Carinola, dunque, costituiva, nell’ambito della geografia politica del Regno, un feudo chiave; la sua poszione strategica è d’altra parte testimoniata dalla battaglia che nei primi decenni del Quattrocento si combatté tra angioini e aragonesi proprio a Carinola (parrebbe nella frazione di Casanova) e la sua importanza politica era ancor più accresciuta dal particolare momento storico che si attraversava.
Prima di questo momento, però, Napoli e le realtà che le ruotavano intorno, tra cui Carinola, avevano già avuto significativi contatti con il mondo catalano in particolare e con quello iberico in generale, ed erano state lambite, insieme a pochi altri centri dell’Italia meridionale, da quella cultura mediterranea, da quella circolazione di idee che si era sviluppata e radicata tra tutti gli stati costieri.

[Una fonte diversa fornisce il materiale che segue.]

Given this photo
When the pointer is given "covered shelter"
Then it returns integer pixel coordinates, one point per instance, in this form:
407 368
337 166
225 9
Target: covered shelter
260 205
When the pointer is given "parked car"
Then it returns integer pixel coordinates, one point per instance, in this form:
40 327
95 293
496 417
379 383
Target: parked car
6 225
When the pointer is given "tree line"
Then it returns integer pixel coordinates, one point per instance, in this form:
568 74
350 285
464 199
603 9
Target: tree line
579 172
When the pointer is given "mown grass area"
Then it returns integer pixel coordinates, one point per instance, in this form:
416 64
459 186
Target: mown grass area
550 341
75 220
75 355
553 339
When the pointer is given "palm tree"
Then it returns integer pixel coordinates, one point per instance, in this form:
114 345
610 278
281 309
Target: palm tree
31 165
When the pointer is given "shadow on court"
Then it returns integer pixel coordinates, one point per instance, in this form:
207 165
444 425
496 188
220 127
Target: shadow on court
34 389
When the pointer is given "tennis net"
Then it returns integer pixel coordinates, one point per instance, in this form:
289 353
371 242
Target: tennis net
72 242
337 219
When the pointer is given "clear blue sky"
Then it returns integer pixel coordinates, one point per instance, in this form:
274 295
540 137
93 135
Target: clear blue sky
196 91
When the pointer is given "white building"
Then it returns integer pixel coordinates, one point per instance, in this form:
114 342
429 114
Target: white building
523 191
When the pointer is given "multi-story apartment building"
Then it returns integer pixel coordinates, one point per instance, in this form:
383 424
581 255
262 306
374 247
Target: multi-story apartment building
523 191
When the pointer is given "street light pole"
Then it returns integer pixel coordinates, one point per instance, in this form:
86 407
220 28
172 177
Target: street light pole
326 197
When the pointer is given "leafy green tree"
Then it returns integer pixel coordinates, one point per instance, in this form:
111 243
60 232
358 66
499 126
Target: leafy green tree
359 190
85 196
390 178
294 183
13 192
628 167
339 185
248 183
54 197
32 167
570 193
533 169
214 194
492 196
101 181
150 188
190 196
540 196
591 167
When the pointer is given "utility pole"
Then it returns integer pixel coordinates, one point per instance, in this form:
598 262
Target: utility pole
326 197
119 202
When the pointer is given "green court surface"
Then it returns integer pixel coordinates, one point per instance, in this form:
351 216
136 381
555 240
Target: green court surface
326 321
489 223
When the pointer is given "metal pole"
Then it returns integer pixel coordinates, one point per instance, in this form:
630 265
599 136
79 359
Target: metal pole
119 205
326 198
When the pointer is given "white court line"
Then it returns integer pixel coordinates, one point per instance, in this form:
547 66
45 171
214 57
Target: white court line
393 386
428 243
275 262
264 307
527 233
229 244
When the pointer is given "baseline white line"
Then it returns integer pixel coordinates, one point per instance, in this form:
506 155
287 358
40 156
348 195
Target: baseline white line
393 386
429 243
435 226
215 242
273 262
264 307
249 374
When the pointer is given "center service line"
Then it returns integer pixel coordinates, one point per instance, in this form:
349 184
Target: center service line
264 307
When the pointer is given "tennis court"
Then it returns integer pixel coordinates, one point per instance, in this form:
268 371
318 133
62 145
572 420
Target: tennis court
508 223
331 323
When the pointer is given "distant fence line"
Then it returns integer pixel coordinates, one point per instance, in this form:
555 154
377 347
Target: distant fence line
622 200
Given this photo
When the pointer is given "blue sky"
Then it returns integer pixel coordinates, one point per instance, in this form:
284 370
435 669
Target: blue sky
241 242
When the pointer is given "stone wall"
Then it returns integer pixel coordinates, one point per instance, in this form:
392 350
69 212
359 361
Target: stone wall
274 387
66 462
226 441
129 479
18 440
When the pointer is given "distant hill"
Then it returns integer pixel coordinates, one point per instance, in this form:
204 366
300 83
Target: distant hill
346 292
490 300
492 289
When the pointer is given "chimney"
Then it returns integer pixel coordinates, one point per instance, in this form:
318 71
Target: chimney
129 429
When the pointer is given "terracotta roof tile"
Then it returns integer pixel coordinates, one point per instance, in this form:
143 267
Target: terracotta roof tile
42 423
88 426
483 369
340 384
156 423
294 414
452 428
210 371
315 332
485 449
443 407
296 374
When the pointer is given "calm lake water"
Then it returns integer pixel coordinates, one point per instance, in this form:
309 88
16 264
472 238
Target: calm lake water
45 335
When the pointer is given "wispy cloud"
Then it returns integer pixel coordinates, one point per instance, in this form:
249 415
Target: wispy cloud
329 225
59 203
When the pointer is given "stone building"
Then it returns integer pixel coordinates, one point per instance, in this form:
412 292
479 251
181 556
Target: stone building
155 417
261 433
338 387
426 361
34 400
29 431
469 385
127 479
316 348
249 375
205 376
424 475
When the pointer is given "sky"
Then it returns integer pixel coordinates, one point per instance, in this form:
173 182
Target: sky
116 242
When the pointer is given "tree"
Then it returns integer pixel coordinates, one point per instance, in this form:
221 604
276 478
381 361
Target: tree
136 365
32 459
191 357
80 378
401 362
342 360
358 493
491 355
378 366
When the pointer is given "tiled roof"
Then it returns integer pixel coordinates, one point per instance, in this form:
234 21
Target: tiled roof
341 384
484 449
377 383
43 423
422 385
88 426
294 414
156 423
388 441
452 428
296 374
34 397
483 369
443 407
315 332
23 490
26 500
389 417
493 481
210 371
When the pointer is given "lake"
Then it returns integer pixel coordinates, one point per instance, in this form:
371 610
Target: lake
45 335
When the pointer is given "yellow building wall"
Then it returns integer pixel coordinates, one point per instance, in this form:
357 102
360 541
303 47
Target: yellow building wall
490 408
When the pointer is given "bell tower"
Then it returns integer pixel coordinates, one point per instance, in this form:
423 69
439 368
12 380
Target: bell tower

In un primo momento, tuttavia, Carinola fu solo lievemente toccata da questi contatti; infatti, la storia di Carinola era stata, fino all’avvento degli aragonesi, quella di un piccolo feudo dedito ad una economia prevalentemente rurale e la cui vicenda artistica si era forgiata sino ad allora su sporadici episodi di arte romanica, sporadici e tuttavia importantissimi se si pensa alla perla dell’Episcopio, collegati, per lo più, ad un tipo di architettura religiosa. XXX
A questo punto mi sembra necessario rimarcare il fatto che tale epoca resta certo la meno esplorata e la più ricca di incognite; quanto in questo periodo si è prodotto, infatti, è stato profondamente alterato, se non addirittura dimenticato e cancellato, dall’imponente sviluppo urbanistico e architettonico che investì Carinola a partire dalla metà del XV secolo. Poco infatti resta dell’antico castello, eretto, forse, in epoca normanna, probabilmente intorno alla prima metà del XII secolo; mentre la Cattedrale, la cui data pare più certa, eretta sul finire dell’XI secolo, serba ormai poche testimonianze del suo impianto originario.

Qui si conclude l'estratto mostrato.